Isn’t it funny that when the market is down everyone is so sad, but when it pops 11% in one day they are ecstatic.  Unless you were planning on retiring tomorrow the market is likely to gyrate some more, and I’m still upset that I didn’t get some more money in the market while it was way down.  For those who have 10, 15, or 20+ years to retirement you need to change your paradigm.  If you can recognize these deep draw downs as buying opportunities you can truly pad your nest egg in the long run.

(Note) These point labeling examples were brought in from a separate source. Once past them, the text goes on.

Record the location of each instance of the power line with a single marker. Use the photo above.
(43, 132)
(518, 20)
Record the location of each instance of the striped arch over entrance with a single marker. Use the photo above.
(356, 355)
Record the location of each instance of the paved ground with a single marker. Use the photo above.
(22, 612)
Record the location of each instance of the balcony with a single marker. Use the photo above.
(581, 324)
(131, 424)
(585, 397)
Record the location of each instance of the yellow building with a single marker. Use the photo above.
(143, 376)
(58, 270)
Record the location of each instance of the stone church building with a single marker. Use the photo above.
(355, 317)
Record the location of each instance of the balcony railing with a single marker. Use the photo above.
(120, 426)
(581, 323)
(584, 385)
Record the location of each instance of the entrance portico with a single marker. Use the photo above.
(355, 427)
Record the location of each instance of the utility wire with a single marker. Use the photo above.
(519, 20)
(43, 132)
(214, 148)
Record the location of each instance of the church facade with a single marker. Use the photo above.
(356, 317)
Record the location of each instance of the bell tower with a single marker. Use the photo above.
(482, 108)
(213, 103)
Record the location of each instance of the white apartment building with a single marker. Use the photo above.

In this hypersensitive market I find myself tempted to try to guess the market.  I want to pull my money out of stocks after such a quick run up, let them slide back down, and buy back in.  However, I want to do this on the back of working a full time job, caring for my Arabian horses, and my 200 mile a day commute.  I know I don’t have the time to properly digest this market to help myself in any way other than luck.

If this sounds like you, I think this is a good chance for us together to take a deep breath and review our strategies and our goals.

The Goal

I want to have $100,000 per year in income from my stocks within 30 years.

The Understanding

$100,000 inflation adjusted at 3% per year to the year 2038 is $242,726 <sigh>

The Self Reflection

I know when I retire I don’t want to want to stress about my pay anymore and since I plan on living to 120 I will only pull 4% per year from my nest egg.  Why 4%?  According to National Savings Rate Guidelines for Individualsby Roger Ibbotson, Ph.D.; James Xiong, Ph.D., CFA; Robert P. Kreitler, CFP®; Charles F. Kreitler; and Peng Chen, Ph.D., CFA this is the discounted rate assumed by annuities to pay a given amount for the rest of a person’s life.  I’m fairly sure this people know what to assume to make their profit.

$242,726 / 0.04 =  $6,068,156 <sigh again>

The Plan

The goal is to return 15% per year.  The easiest way to determine the the monthly payment required at any annual return is to use the handy dandy PMT function in Excel:

Use the PMT Fuction To Determine The Required Monthly Investment

Use the PMT Fuction To Determine The Required Monthly Investment

So now I remember that I just need to keep coming up with my $880 per month and find solid investments to earn my 15% per year.  Makes these crazy days seem not so critical.

I’ll let you know how I’m doing over time.  If I get to wild please help remind me of my goal.